Gambling Red Herring
I was pleased that Steve was pleased that I referred to the gambling diversion as a ‘red herring’. However, I was absolutely delighted that Steve then felt the need to expand on the red herring. Bravo Steve!
Tree of Life
The Tree of Life is awesome. That’s why it’s been around for over a thousand years (some date it back to the Garden of Eden).
At the top of the Tree is God, or the Big Bang, or the quantum wave of the Universe, or whatever you picture the Big Guy/Gal in the Sky’ to be.
At the base is the physical world. Not necessarily your sensory experience of the world, but the world that stops you from walking through walls (if you can walk through walls, congratulations you hav mastered matter and energy!).

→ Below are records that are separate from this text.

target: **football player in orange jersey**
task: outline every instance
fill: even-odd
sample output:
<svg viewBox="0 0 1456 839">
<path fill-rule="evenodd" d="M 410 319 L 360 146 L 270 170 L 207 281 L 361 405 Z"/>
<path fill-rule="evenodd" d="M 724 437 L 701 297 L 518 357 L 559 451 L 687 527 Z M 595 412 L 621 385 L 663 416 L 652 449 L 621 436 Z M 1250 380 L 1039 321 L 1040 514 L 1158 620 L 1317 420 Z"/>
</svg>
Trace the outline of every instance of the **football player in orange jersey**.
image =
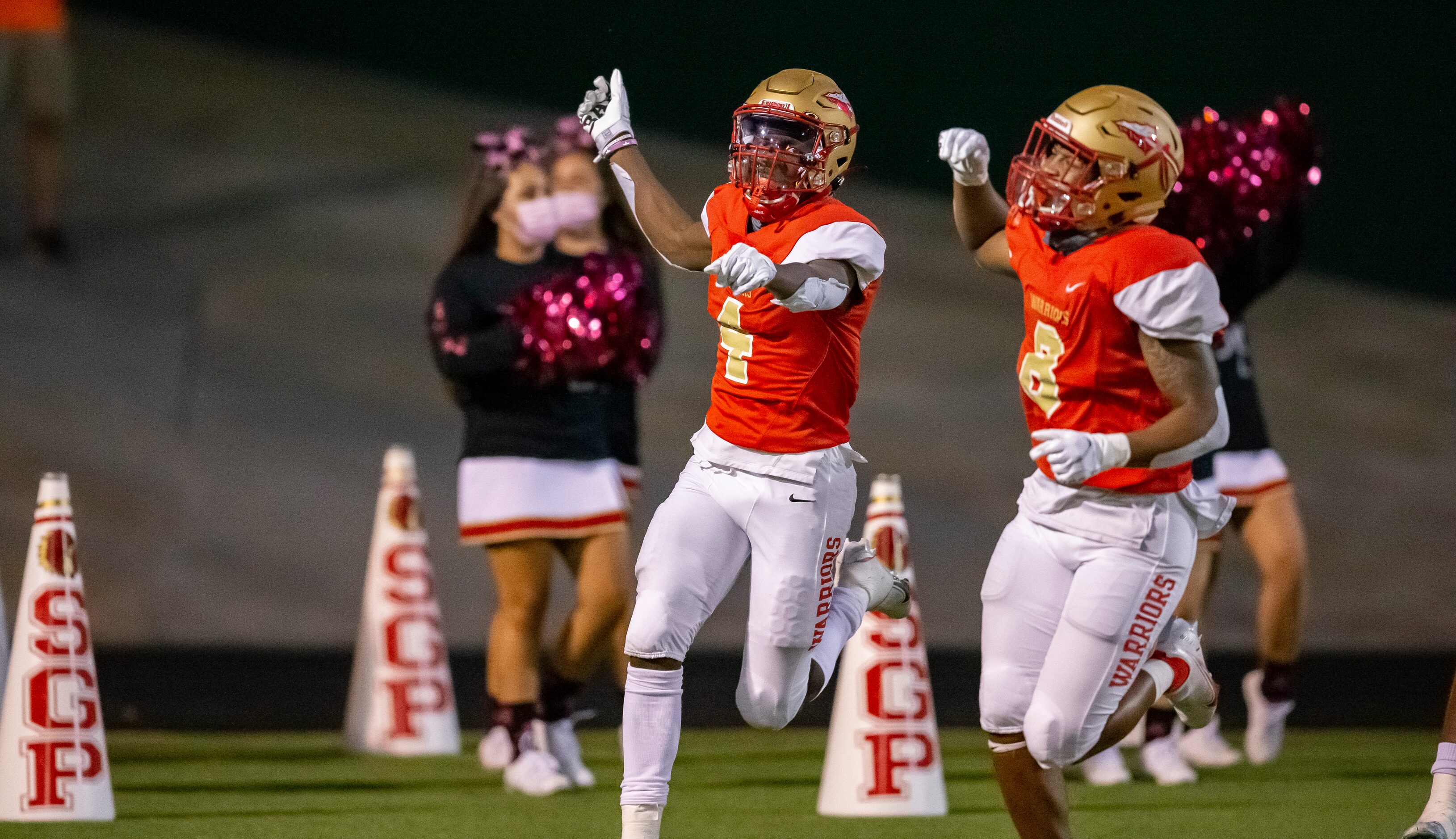
<svg viewBox="0 0 1456 839">
<path fill-rule="evenodd" d="M 849 408 L 885 242 L 833 198 L 859 125 L 823 73 L 775 73 L 734 112 L 731 179 L 696 218 L 638 149 L 622 73 L 598 77 L 578 115 L 658 253 L 713 275 L 708 315 L 719 325 L 708 420 L 636 564 L 622 836 L 646 839 L 661 830 L 677 755 L 683 657 L 744 561 L 737 701 L 751 725 L 782 728 L 823 690 L 866 610 L 909 613 L 906 581 L 846 542 L 863 462 L 849 447 Z"/>
<path fill-rule="evenodd" d="M 1063 768 L 1118 743 L 1159 696 L 1190 728 L 1217 686 L 1174 618 L 1200 536 L 1232 500 L 1191 485 L 1223 444 L 1213 335 L 1227 323 L 1198 249 L 1147 224 L 1182 170 L 1147 96 L 1083 90 L 1038 119 L 1006 195 L 986 138 L 941 134 L 955 224 L 1022 284 L 1022 408 L 1037 470 L 981 586 L 981 727 L 1024 838 L 1069 835 Z"/>
</svg>

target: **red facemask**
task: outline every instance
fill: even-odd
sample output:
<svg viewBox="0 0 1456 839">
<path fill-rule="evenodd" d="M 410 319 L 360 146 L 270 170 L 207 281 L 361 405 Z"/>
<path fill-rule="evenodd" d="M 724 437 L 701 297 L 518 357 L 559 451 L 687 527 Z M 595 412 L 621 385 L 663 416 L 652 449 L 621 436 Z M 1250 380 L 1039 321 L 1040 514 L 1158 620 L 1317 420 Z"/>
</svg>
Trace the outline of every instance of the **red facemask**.
<svg viewBox="0 0 1456 839">
<path fill-rule="evenodd" d="M 744 105 L 734 111 L 728 175 L 743 189 L 748 214 L 769 223 L 834 191 L 828 151 L 817 119 L 776 105 Z"/>
</svg>

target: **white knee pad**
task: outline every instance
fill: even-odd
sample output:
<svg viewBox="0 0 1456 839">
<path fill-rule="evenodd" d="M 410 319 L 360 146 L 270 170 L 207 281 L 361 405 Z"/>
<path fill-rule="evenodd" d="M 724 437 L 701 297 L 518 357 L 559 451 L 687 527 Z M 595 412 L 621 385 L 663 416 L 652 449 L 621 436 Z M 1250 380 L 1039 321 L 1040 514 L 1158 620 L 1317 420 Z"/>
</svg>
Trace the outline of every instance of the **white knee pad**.
<svg viewBox="0 0 1456 839">
<path fill-rule="evenodd" d="M 799 712 L 799 706 L 804 704 L 804 696 L 801 695 L 798 702 L 792 702 L 791 696 L 779 686 L 767 685 L 753 685 L 748 679 L 738 680 L 738 712 L 743 714 L 743 721 L 754 728 L 769 728 L 778 731 L 788 725 L 795 714 Z M 802 690 L 799 693 L 804 693 Z"/>
<path fill-rule="evenodd" d="M 1082 744 L 1082 721 L 1067 720 L 1057 705 L 1042 696 L 1026 709 L 1026 750 L 1047 769 L 1064 769 L 1076 763 L 1092 744 Z"/>
<path fill-rule="evenodd" d="M 992 734 L 1021 731 L 1026 722 L 1026 706 L 1037 686 L 1035 673 L 1026 674 L 1012 664 L 984 663 L 981 666 L 981 728 Z"/>
<path fill-rule="evenodd" d="M 744 722 L 754 728 L 783 728 L 804 706 L 808 686 L 808 650 L 766 644 L 750 632 L 735 693 Z"/>
<path fill-rule="evenodd" d="M 625 651 L 638 658 L 676 658 L 687 655 L 692 645 L 692 629 L 673 625 L 667 596 L 662 591 L 638 591 L 632 621 L 628 622 Z"/>
</svg>

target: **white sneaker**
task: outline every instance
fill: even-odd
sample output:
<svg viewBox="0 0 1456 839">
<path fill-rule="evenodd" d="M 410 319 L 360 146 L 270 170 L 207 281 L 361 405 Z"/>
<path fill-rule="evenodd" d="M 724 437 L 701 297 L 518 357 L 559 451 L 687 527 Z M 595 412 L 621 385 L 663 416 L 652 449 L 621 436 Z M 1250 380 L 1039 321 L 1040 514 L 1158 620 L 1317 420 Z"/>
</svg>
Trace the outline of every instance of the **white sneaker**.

In between is everything else, every thought you think, every feeling you feel, every belief, value, meta program, idea, memory you hold, every archetype from Jung’s collective unconscious, and every distinction you will ever make of good-bad, hot-cold, this-that. My wife Sarah is giving a presentation on “Lightening Path” coaching where you lead your client up and down the Tree at HypnoThoughts; should be great.
Heart Transplants and Coaching
Finally please, please, please never ever do surgery in your coaching sessions (unless you are a qualified surgeon).
As usual I would like to recognize the great contributions that Steve has made to our field and the good-natured to-and-fro that I know many readers are enjoying (especially those of you who have read this far – you know who you are!).